Friday, April 13, 2007

Feminists debate logic of "humanitarian" warwar

"Dust in the Eyes of the World." By Anna Carastathis. October 19, 2006

Is the military deployment in Aghanistan – which some Afghan feminists are calling an occupation– improving the lives of women? The claim that the war in Afghanistan will liberate Afghan women has been circulating since before the bombs began to drop, on October 7, 2001. By mid-October of that year--the day before World Food Day--the UN High Commissioner for Refugees reported that 7.5 million Afghans had no access to food and were at risk of starvation. A few months later, on January 29, 2002, during his State of the Union address, George Bush jubilantly declared: "Today, women are free and are part of Afghanistan's new government." In July 2006, it was reported that the war had created 2.2 million refugees and at least 153,200 internally displaced people. It is estimated that between 12,541 and 25,308 Afghan people have died in the war.

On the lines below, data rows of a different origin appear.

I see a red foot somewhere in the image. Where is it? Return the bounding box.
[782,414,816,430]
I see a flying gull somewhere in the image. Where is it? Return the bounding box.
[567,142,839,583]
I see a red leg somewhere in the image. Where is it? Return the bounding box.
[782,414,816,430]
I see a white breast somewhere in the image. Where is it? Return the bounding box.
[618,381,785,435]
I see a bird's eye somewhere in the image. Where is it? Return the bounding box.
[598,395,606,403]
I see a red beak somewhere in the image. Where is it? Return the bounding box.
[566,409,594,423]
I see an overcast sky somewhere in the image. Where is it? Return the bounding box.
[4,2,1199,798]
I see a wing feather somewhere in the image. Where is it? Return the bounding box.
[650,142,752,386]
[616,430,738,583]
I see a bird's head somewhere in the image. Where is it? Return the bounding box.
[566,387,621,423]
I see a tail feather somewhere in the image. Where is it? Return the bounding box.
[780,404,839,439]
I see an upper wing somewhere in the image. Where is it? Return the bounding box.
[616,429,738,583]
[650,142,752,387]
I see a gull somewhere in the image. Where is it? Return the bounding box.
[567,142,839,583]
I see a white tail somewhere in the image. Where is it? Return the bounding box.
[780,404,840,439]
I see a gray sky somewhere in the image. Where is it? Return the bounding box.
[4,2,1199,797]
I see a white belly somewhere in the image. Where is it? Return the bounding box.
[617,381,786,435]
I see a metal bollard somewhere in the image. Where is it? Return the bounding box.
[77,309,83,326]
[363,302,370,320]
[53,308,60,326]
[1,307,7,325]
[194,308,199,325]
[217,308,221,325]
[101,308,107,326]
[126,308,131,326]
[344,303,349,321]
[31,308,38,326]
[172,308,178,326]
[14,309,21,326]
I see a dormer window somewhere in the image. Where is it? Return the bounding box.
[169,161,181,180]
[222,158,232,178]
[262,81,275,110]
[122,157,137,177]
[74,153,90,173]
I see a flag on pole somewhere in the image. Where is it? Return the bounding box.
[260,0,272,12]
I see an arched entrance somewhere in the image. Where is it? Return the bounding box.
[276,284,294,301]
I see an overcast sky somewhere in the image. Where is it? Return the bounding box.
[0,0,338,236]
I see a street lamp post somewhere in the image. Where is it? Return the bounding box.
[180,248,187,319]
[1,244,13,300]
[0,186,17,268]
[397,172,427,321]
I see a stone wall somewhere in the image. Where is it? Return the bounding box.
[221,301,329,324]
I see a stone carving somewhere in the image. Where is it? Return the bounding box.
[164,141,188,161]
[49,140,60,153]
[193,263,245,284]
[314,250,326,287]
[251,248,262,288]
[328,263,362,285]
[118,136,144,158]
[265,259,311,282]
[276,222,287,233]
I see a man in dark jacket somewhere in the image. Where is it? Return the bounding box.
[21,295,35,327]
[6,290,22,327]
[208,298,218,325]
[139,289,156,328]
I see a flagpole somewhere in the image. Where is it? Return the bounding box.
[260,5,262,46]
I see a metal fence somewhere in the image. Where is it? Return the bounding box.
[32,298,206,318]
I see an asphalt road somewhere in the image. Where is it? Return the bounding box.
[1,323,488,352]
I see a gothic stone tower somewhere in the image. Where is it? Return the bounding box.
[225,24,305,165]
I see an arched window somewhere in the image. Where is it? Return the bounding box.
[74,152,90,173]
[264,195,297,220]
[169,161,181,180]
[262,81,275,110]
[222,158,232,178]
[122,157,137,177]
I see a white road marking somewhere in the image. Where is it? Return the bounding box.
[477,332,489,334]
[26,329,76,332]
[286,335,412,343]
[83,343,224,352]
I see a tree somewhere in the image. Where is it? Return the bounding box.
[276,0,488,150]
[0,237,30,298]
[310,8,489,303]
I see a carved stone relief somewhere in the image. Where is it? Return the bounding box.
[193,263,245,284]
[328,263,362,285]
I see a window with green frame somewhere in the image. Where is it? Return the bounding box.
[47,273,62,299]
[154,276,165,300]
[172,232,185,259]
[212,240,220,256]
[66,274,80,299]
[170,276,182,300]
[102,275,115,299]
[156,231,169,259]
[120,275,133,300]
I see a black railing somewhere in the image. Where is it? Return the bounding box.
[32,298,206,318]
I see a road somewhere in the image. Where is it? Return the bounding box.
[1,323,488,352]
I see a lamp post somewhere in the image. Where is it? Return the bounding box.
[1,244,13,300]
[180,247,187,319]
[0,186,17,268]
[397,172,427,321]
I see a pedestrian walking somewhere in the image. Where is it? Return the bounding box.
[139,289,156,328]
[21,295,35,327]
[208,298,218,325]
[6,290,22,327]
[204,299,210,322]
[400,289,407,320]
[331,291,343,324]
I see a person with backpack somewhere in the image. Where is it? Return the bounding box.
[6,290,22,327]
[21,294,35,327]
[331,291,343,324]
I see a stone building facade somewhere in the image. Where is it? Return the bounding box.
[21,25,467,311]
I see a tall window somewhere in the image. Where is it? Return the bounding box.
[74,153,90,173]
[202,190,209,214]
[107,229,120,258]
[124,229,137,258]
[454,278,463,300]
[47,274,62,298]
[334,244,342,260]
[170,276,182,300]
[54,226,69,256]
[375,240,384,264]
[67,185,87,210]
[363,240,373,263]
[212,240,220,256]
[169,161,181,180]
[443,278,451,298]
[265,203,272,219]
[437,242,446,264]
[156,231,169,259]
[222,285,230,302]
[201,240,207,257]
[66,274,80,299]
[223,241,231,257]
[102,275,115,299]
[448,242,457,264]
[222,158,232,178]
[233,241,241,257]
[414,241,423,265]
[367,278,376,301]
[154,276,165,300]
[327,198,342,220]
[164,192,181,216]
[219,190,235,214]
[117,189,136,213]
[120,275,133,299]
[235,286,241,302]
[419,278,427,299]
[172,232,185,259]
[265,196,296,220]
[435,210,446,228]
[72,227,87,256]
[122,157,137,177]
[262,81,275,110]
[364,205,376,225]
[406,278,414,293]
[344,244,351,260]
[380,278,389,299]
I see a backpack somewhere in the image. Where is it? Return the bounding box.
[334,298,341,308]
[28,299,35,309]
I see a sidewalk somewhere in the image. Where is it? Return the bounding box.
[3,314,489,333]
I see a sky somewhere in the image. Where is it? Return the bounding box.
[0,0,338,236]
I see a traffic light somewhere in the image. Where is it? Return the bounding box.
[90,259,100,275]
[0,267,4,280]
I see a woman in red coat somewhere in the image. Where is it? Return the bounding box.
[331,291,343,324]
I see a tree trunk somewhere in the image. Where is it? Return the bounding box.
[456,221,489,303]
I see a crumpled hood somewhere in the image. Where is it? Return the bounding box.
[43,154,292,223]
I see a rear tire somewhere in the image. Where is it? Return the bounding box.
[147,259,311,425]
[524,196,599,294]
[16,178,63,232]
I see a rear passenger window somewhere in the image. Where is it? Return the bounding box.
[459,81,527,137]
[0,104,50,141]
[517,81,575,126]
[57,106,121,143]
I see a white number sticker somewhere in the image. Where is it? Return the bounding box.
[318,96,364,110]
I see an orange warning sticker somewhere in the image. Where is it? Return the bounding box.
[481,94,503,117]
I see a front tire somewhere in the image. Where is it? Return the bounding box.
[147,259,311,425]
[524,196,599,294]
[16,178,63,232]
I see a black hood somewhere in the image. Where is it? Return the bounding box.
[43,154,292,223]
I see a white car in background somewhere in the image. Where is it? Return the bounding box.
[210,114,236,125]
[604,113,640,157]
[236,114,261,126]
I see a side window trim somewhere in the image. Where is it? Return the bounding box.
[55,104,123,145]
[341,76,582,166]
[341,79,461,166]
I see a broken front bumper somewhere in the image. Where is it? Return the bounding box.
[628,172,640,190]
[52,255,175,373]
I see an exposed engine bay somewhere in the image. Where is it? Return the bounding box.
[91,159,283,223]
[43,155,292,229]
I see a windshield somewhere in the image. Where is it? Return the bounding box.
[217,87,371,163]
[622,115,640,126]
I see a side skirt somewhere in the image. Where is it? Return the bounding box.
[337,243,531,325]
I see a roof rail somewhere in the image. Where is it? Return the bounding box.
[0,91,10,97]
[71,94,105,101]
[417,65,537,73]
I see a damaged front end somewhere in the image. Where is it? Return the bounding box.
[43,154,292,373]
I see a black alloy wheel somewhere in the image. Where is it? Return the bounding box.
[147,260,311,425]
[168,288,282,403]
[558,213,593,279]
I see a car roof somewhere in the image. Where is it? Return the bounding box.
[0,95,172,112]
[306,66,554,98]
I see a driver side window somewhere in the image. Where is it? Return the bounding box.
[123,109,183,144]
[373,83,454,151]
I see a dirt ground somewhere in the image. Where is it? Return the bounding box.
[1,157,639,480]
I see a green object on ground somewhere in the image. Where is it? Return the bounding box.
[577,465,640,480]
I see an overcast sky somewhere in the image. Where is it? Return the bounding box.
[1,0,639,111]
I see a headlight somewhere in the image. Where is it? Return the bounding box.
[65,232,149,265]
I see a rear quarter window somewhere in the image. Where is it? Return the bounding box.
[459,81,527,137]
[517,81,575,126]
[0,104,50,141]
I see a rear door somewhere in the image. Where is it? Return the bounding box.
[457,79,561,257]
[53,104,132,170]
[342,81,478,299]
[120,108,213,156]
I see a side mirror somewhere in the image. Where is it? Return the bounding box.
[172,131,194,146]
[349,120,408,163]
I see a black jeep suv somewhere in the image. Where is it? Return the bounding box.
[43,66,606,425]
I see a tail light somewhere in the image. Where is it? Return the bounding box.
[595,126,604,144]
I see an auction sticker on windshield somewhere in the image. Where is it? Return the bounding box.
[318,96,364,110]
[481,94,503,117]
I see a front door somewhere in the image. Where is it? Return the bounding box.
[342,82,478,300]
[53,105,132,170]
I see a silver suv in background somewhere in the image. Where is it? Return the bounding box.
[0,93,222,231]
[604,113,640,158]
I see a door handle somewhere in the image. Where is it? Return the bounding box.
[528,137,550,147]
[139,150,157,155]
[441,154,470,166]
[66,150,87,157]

Global opposition to the invasion of Iraq was mobilized even before the war began; by contrast, the war in Afghanistan, spun as a humanitarian effort, is the war relatively few Canadians seem to want to--or know how to--audibly oppose. Canadians take pride in themselves for not following the United States into an illegal war in Iraq, but not many questions were raised about Canada taking over the US mandate in Afghanistan (which allowed the US to focus its military and resources in Iraq). Part of the reason for this is that the war in Afghanistan – named 'Operation Enduring Freedom' – was, from the beginning, promoted as war that would restore the women's rights by deposing the Taliban.